Legislators in Colorado on Wednesday passed the first laws regulating the state’s recreational marijuana market, which will take effect in January 2014. Governor John Hickenlooper is expected to sign them by early June, The Wall Street Journal reports.
Washington state, which also approved the recreational use of marijuana for adults 21 and older, is still drafting regulations.
Many questions remain, including how local governments will implement the laws, and how the federal government will respond, since marijuana remains illegal under federal law.
Under the new regulations, marijuana buyers would pay a 10 percent state sales tax and a 15 percent excise tax, plus local sales tax. The revenues raised would be used to build public schools and to enforce the marijuana law. Voters must approve the tax rate in November.
Some marijuana entrepreneurs say that high tax rates could benefit illegal marijuana producers, because buyers would turn to the black market. A task force that included health officials and representatives of the state’s marijuana industry had recommended Colorado set taxes high enough to pay for administering the new law, but not high enough to drive customers to the black market.

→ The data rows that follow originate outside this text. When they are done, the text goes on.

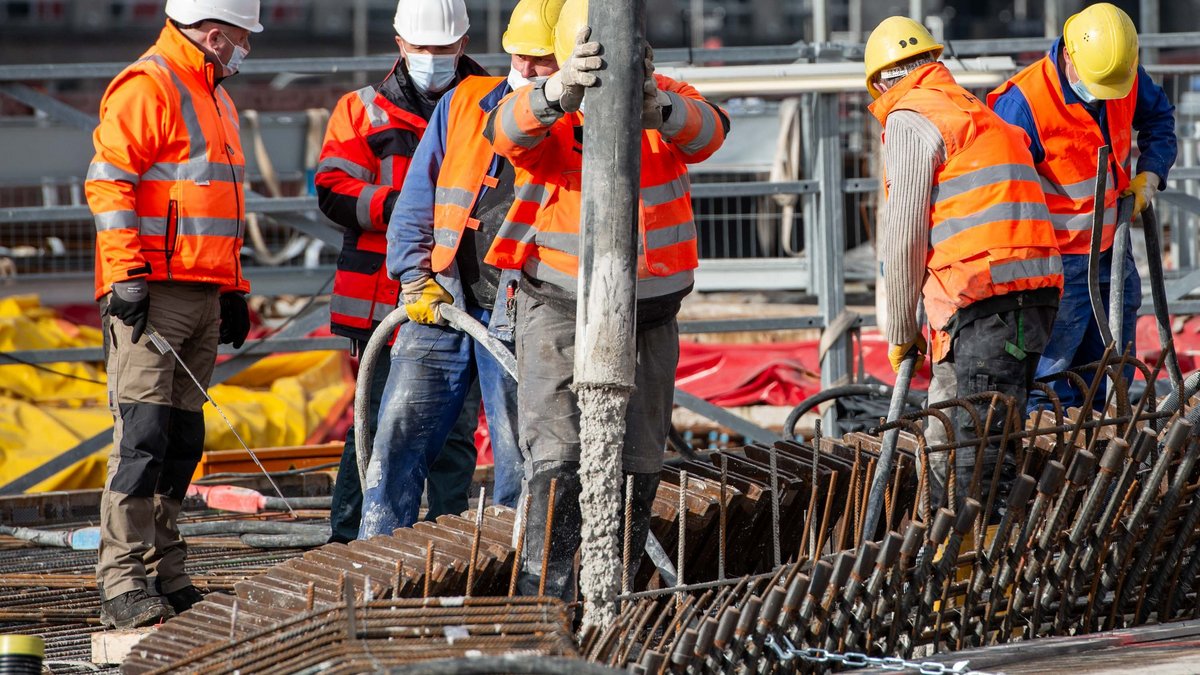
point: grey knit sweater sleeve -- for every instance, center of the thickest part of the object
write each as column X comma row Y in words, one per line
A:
column 912, row 151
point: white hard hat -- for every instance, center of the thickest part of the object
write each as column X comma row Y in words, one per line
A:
column 431, row 22
column 241, row 13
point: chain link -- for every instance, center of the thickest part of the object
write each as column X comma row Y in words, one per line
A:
column 787, row 651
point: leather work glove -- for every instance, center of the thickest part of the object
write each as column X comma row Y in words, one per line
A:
column 1143, row 187
column 130, row 302
column 234, row 320
column 421, row 299
column 567, row 85
column 898, row 352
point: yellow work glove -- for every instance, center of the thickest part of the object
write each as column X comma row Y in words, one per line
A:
column 421, row 299
column 1143, row 187
column 898, row 352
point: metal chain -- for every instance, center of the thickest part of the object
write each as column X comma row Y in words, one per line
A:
column 787, row 651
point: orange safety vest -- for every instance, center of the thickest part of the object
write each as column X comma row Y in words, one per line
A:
column 166, row 183
column 990, row 232
column 541, row 232
column 461, row 180
column 1071, row 138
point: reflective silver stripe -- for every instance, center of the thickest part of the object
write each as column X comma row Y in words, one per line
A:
column 105, row 171
column 375, row 113
column 117, row 220
column 1032, row 268
column 363, row 207
column 192, row 226
column 196, row 171
column 349, row 168
column 981, row 177
column 663, row 193
column 513, row 130
column 995, row 213
column 455, row 197
column 1074, row 222
column 671, row 236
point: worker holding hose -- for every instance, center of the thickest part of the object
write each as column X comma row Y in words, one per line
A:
column 455, row 197
column 538, row 129
column 166, row 191
column 369, row 147
column 1086, row 93
column 965, row 228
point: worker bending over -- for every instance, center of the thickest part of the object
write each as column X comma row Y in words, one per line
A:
column 369, row 147
column 166, row 191
column 1090, row 91
column 538, row 129
column 456, row 195
column 965, row 228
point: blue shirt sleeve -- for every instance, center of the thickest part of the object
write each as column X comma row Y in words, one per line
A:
column 1014, row 108
column 411, row 230
column 1153, row 119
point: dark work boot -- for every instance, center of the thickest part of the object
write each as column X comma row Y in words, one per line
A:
column 133, row 609
column 565, row 536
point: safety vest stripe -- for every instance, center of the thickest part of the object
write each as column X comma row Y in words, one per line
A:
column 1032, row 268
column 349, row 168
column 513, row 130
column 664, row 237
column 363, row 207
column 377, row 115
column 191, row 226
column 1075, row 222
column 105, row 171
column 993, row 214
column 117, row 220
column 669, row 191
column 459, row 197
column 982, row 177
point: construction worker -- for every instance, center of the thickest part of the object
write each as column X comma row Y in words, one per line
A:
column 166, row 190
column 1090, row 91
column 369, row 145
column 538, row 130
column 455, row 197
column 965, row 228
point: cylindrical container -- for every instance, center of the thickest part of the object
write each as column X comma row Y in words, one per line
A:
column 21, row 655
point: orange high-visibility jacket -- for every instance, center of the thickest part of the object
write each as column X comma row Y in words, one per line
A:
column 990, row 232
column 1071, row 137
column 461, row 180
column 540, row 234
column 166, row 183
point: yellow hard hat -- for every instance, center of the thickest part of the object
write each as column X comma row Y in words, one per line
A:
column 531, row 30
column 897, row 39
column 573, row 17
column 1102, row 43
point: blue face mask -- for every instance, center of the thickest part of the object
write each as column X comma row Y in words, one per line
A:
column 432, row 72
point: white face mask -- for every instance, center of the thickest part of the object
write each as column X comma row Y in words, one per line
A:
column 432, row 72
column 235, row 59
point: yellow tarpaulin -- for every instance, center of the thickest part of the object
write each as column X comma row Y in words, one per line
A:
column 46, row 411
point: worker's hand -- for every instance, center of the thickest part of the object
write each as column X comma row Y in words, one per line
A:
column 421, row 299
column 234, row 318
column 567, row 85
column 898, row 352
column 1143, row 187
column 130, row 302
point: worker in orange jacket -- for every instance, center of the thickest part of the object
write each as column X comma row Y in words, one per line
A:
column 370, row 142
column 166, row 191
column 965, row 227
column 538, row 130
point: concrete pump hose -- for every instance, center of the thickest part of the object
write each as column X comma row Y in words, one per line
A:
column 457, row 320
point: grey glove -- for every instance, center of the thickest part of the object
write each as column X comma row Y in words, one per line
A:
column 130, row 302
column 565, row 87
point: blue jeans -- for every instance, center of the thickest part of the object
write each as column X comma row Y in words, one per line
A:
column 432, row 368
column 1075, row 339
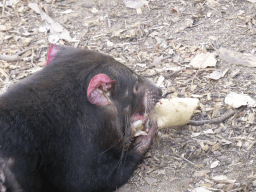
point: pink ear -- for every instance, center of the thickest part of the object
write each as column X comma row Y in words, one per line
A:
column 54, row 49
column 99, row 89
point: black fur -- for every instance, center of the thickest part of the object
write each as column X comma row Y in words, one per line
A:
column 58, row 140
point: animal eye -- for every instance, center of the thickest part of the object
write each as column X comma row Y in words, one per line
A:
column 136, row 87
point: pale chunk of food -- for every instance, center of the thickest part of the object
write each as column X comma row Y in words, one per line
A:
column 174, row 112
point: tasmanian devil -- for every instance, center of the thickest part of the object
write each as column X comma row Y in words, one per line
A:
column 69, row 126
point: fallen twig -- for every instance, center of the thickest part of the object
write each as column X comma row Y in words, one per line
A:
column 215, row 120
column 187, row 160
column 14, row 57
column 3, row 8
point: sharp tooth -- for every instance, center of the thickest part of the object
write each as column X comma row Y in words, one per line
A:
column 137, row 123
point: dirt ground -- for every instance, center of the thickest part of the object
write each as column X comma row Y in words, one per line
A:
column 158, row 40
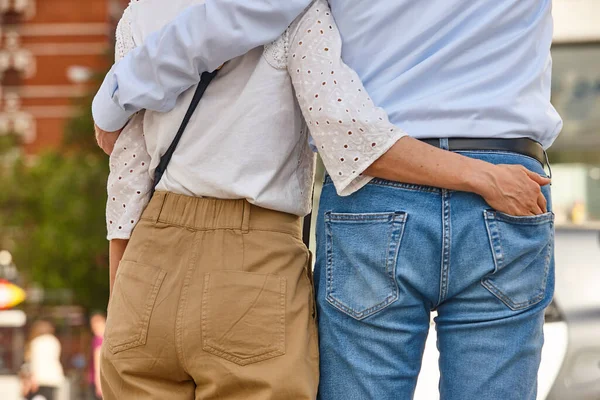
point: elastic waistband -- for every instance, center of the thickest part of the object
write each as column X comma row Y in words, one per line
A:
column 211, row 214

The new regulations preserve the current model used for medical marijuana, which requires retailers to grow 70 percent of what they sell, until October 2014. The model is designed to avoid diversion to the black market. After that date, marijuana companies will be able to become either producers or sellers.
Colorado legislators also passed a bill this week that sets limits on levels of THC, the active ingredient in marijuana, for drivers. The new law mandates that drivers found with a THC level of five nanograms or more per milliliter of blood will be considered to be under the influence.